Over the last decade, as Republican and Democratic leaders have become more polarized on campaign finance and other election law issues, the evenly divided Federal Election Commission has deadlocked on whether to even investigate most significant enforcement cases. Recent D.C. Circuit precedents precluding judicial review in many of these cases have exacerbated the problems associated with non-enforcement of campaign finance laws.
CREW filed an administrative complaint with the FEC against New Models, a now defunct nonprofit that funneled money to Super PACs during the 2012 election, arguing that based on its spending New Models should have registered as a political committee with the FEC, which would have required it to disclose its donors. The FEC deadlocked 2–2 on whether to open an investigation, primarily based on commissioners’ differing legal views.
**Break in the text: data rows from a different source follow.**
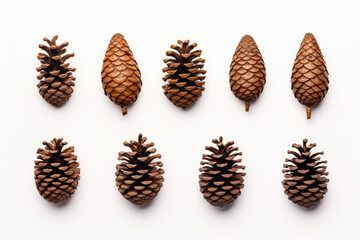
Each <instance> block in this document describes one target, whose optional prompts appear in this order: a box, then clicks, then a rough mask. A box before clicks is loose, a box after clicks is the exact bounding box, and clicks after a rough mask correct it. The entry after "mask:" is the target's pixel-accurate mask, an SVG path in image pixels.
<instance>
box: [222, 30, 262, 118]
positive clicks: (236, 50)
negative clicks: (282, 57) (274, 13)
mask: <svg viewBox="0 0 360 240" xmlns="http://www.w3.org/2000/svg"><path fill="white" fill-rule="evenodd" d="M229 76H230V80H229V82H230V88H231V91H232V92H233V94H234V95H235V96H236V97H237V98H239V99H240V100H242V101H245V107H246V108H245V109H246V111H248V110H249V106H250V103H251V102H252V101H254V100H256V99H257V98H258V97H259V96H260V93H261V92H262V91H263V88H264V85H265V82H266V81H265V77H266V73H265V64H264V61H263V59H262V55H261V53H260V50H259V48H258V46H257V45H256V42H255V41H254V39H253V38H252V37H251V36H249V35H245V36H244V37H243V38H242V39H241V40H240V42H239V44H238V46H237V48H236V51H235V54H234V56H233V60H232V62H231V64H230V73H229Z"/></svg>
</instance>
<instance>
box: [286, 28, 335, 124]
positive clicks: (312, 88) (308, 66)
mask: <svg viewBox="0 0 360 240" xmlns="http://www.w3.org/2000/svg"><path fill="white" fill-rule="evenodd" d="M291 89H292V90H293V92H294V95H295V97H296V98H297V100H298V101H299V102H300V103H301V104H303V105H305V106H306V115H307V118H308V119H310V118H311V110H312V107H313V106H315V105H318V104H319V103H320V102H321V101H322V100H323V98H324V97H325V95H326V93H327V91H328V89H329V78H328V71H327V69H326V63H325V60H324V57H323V55H322V53H321V51H320V47H319V45H318V43H317V41H316V39H315V37H314V36H313V35H312V34H311V33H307V34H306V35H305V37H304V39H303V41H302V43H301V46H300V49H299V51H298V53H297V55H296V59H295V62H294V67H293V70H292V76H291Z"/></svg>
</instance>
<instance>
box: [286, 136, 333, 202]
mask: <svg viewBox="0 0 360 240" xmlns="http://www.w3.org/2000/svg"><path fill="white" fill-rule="evenodd" d="M307 142H308V140H307V139H304V140H303V145H302V146H301V145H300V144H293V145H292V147H293V148H296V149H297V150H298V151H299V152H295V151H288V153H289V154H292V155H294V157H293V158H291V159H285V162H286V164H284V169H283V171H282V172H283V173H284V177H285V179H284V181H283V182H282V184H283V187H284V189H285V194H286V195H287V196H288V198H289V200H291V201H293V202H294V203H296V204H298V205H300V206H302V207H306V208H310V207H314V206H316V205H317V204H318V203H319V201H320V200H321V199H323V197H324V195H325V193H326V192H327V183H328V182H329V179H328V178H326V176H327V175H328V172H326V166H325V164H326V163H327V161H320V157H318V155H322V154H324V152H317V153H313V154H311V149H312V148H313V147H315V146H316V144H315V143H312V144H309V145H307Z"/></svg>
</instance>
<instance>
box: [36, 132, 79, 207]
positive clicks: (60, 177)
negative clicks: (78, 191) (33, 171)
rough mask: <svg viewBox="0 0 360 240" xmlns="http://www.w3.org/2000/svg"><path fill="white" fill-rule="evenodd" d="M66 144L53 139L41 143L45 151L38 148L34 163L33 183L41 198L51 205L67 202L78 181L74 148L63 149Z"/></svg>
mask: <svg viewBox="0 0 360 240" xmlns="http://www.w3.org/2000/svg"><path fill="white" fill-rule="evenodd" d="M66 144H67V142H63V139H62V138H59V139H56V138H54V139H53V140H51V142H50V143H49V142H43V145H45V150H44V149H41V148H39V149H38V150H37V153H38V154H39V155H38V157H37V159H39V160H36V161H35V171H34V173H35V183H36V187H37V189H38V191H39V193H40V195H41V196H43V198H45V199H46V200H47V201H49V202H52V203H60V202H64V201H66V200H68V199H69V198H70V197H71V195H72V194H73V193H74V192H75V190H76V188H77V186H78V182H79V180H80V176H79V175H80V168H79V163H78V162H76V160H77V156H76V155H74V154H73V152H74V147H68V148H65V149H63V147H64V146H65V145H66Z"/></svg>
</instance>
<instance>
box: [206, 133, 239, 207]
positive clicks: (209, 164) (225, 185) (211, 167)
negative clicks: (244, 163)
mask: <svg viewBox="0 0 360 240" xmlns="http://www.w3.org/2000/svg"><path fill="white" fill-rule="evenodd" d="M213 143H215V144H216V146H217V148H215V147H205V149H206V150H209V151H210V152H212V153H211V154H210V155H207V154H204V155H203V159H204V160H206V161H201V163H200V164H201V165H205V166H203V167H201V168H200V172H201V174H200V175H199V179H200V181H199V184H200V192H202V193H203V194H204V198H205V199H206V200H207V201H208V202H209V203H210V204H211V205H213V206H216V207H226V206H228V205H230V204H231V203H232V202H233V201H235V200H236V199H237V198H238V196H240V194H241V192H240V190H241V189H242V188H243V187H244V184H243V183H244V178H243V176H245V173H244V172H240V171H238V170H239V169H242V170H244V169H245V166H243V165H238V164H237V163H241V159H240V158H238V159H235V157H236V156H239V155H242V153H241V152H235V153H233V152H234V151H237V150H238V148H237V147H233V146H232V145H234V142H233V141H231V142H227V143H226V144H225V145H224V144H223V138H222V137H220V138H219V140H217V139H214V140H213Z"/></svg>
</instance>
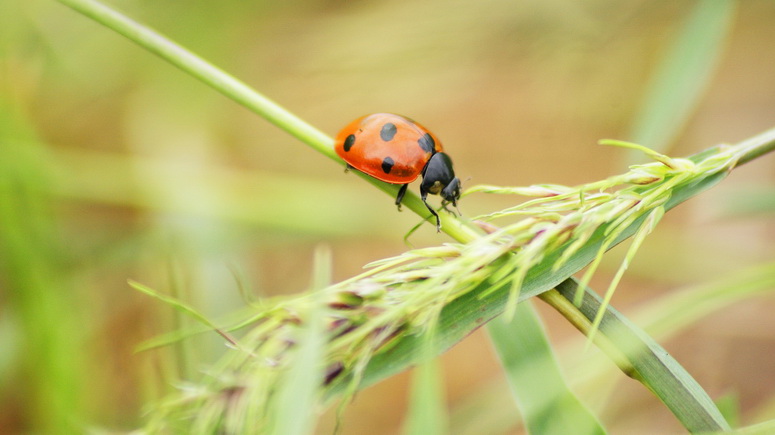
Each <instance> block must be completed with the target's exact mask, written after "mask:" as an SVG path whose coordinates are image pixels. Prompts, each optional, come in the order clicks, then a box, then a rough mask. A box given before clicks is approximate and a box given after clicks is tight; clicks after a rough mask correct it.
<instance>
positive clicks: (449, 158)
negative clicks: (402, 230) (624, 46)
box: [334, 113, 460, 231]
But the Republican commissioners who blocked enforcement also included a brief footnote invoking their “prosecutorial discretion”—i.e. the traditional leeway executive agencies receive in deciding which legal violations to pursue. After CREW sued the FEC for its failure to enforce the law, both the trial court and the D.C. Circuit ruled that this brief allusion to prosecutorial discretion precluded the court from reviewing the FEC’s decision. CREW has now filed a petition for an en banc rehearing in the D.C. Circuit Court of Appeals.
The Brennan Center’s brief explains the importance of judicial review in ensuring the FEC carries out its enforcement duties as outlined in statute, details the pervasive dysfunction at the FEC, and lays out how the D.C. Circuit panel’s ruling exacerbates the Commission’s problems.